Rationale
The ratings draw
comfort from Himadri Speciality Chemical Limited's (HSCL) large scale and
backward integrated nature of manufacturing operations. The ratings favourably
factor in the diversified products of the company, which find usage in the
aluminium, graphite, dyes, tyres, paints and other chemical-related products
manufacturing industries. ICRA notes that the company's
5-lakh-metric-tonne-per-annum (MTPA) coal tar distillation plant is the largest
in India that produces coal tar pitch (CTP) of various grades and naphthalene
for further processing into sulphonated naphthalene formaldehyde (SNF) and is
integrated with carbon black (CB) manufacturing lines and a 20-MW power plant. The
long-term rating is, however, constrained by the cyclicality in the company's
user industries viz. aluminium and graphite and weak financial position of its
overseas subsidiaries. Despite higher sales volume in FY2021 compared to
FY2020, the operating margins were adversely impacted due to a sharp decline in
realisations owing to the impact of Covid-19 and competition. Consequently,
HSCL's financial performance in FY2021 moderated further compared to FY2020
levels. The 60,000-MT capacity specialty CB unit commercialised in Q4 FY2020,
but the company is yet to manufacture value-added specialty products on a large
scale and the specialty CB unit continues to manufacture commodity grade CB.

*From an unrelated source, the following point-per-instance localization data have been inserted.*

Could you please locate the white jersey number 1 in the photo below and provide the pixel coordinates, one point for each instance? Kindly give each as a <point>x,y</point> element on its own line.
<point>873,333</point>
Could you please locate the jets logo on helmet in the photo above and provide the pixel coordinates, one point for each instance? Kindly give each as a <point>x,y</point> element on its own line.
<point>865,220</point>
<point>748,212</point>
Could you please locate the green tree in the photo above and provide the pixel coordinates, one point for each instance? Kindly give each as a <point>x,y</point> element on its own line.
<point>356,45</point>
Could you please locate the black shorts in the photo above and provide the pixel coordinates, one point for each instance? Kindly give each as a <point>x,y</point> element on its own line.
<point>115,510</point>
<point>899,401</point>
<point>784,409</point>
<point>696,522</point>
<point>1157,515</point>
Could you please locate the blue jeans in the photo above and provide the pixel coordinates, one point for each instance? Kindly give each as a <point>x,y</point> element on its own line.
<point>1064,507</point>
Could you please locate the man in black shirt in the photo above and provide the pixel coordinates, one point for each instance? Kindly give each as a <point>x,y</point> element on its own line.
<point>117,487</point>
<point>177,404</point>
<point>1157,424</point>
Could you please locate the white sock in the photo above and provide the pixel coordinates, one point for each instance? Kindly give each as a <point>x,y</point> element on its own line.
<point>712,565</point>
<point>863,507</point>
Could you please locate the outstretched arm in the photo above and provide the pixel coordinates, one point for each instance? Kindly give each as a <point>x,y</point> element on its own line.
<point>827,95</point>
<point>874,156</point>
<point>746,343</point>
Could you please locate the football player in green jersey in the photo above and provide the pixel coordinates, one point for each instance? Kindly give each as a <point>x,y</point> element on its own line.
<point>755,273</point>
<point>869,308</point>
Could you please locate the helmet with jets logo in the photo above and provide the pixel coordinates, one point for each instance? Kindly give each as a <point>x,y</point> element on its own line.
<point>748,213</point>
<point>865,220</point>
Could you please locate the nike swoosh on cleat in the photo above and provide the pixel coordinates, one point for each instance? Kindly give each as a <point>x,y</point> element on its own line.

Market acceptance and the consequent scale-up of these specialty CB products
would provide a scope for improvement in operating margins. ICRA notes that
given the limited long-term debt repayment obligations, along with no major
capex planned in the near to medium term, the company's overall liquidity
position is likely to be adequate. HSCL has curtailed the earlier planned capex
of advanced carbon products manufacturing line to a capacity of 5,000 MT, given
the current market conditions. The Negative outlook, however, reflects ICRA's
expectations that the financial risk profile of HSCL (which deteriorated in
FY2021) is likely to remain subdued in the near term. The company's ability to
improve EBDITA/MT and sales volumes, resulting in a healthy OPM and an
improvement in scale in the near term, remains a key monitorable. Rating for
the company's NCD programme of Rs.150.00 crore has been reaffirmed at [ICRA]AA-
(Negative) and simultaneously withdrawn in line with ICRA's Withdrawal Policy
as the same has been fully redeemed and there is no amount outstanding.